View Full Version : Conflict Analysis

04-19-2007, 05:32 PM
Certificate Course in Conflict Analysis (http://www.usip.org/training/online/analysis.html) offered free-of-charge by USIP.

Professionals in conflict management face extraordinary challenges in all phases of their work, whether rebuilding in the aftermath of conflict, stopping conflict in progress, or preventing conflict before it begins.

In these efforts, successful practitioners follow a simple precept: effective action depends upon insightful analysis.

This course presents an introduction to the subject of conflict analysis, illustrating analytical tools used by practitioners with reference to two extended case studies, the conflict in Kosovo and the genocide in Rwanda.

Course Objectives
In completing this course, you will gain proficiency in the following skills:
- Classifying phases of conflict using the curve of conflict
- Identifying interventions appropriate to different phases of a conflict
- Analyzing the conflict in Kosovo and the genocide in Rwanda using terms and concepts from the curve of conflict
- Generating a thorough set of characteristics for describing conflict using an analytical framework
- Analyzing the conflict in Kosovo and the genocide in Rwanda using terms and concepts from the framework
- Analyzing unfamiliar conflicts using terms and concepts from the curve and framework

04-19-2007, 07:54 PM
I took the course a little while back. It's very basic, but not bad for someone with minimal experience like me.


04-21-2007, 05:25 PM
I love this sort of stuff. I once took all the free FEMA courses. I don't know why. I just love to get certificates. Then I put them in a closet.

04-21-2007, 07:05 PM
Analyzing the conflict in Kosovo and the genocide in Rwanda using terms and concepts from the framework

This course includes numerous perspectives on the subject of conflict analysis, as well as on the conflict in Kosovo and the genocide in Rwanda.
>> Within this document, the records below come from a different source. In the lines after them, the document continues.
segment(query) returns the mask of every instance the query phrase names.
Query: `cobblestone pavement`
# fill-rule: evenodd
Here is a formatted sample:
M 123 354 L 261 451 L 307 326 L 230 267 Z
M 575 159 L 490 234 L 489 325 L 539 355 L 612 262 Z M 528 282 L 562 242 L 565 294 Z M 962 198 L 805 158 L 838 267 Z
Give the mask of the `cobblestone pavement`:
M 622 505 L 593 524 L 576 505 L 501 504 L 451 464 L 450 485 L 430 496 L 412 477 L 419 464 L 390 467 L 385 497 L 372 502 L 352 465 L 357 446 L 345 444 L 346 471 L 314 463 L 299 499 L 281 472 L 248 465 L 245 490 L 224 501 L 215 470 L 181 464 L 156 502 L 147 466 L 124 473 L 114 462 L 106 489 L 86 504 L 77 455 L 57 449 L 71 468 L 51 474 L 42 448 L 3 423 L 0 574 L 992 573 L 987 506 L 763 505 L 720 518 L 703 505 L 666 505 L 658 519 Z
These perspectives come in the form of audio clips culled from over twenty hours of interviews that we have conducted with Institute trainers, other noted specialists, grassroots organizers, military professionals, and individuals who were personally affected by the conflicts.

Sorry, you got me there !
I was personally affected and may still be !

Bodies stacked on the road like cordwood, blood and feces all over, horrific smell and expensive beer, while journalists moved bodies around for the evening news.

Tom and I had some terms for these, but no concepts. 20 hours ? How 'bout months on end with no clips (thank God).

We were however interested in getting out of there :cool:

Tom Odom
04-23-2007, 01:41 PM
I am a fan of USIP and have participated on a panel for them--April 2004--to commemorate the genocide. Their books and studies are generally quite good.

I did part of this course just out curiosity and I never finished it. I quit with mixed feelings because:

A. It is very basic and should so state its own parameters. the last thing a "graduate" should think is that he/she has been given tthe keys to resolving conflicts

B. On the other hand it is clearly needed because it does offer insights on classifyong conflicts. In this regard, it would be most useful for those without a military background and secondarily useful for military who have never dealt with the concepts of peacekeeping, peace enforcement, etc.


Steve Blair
04-24-2007, 04:10 PM
I find this kind of stuff very interesting, provided that people understand that it's really a starting point and not an end in and of itself. I took the FEMA courses as well and found some of them very interesting (the exercise design one in particular was good), but others were basic in the extreme.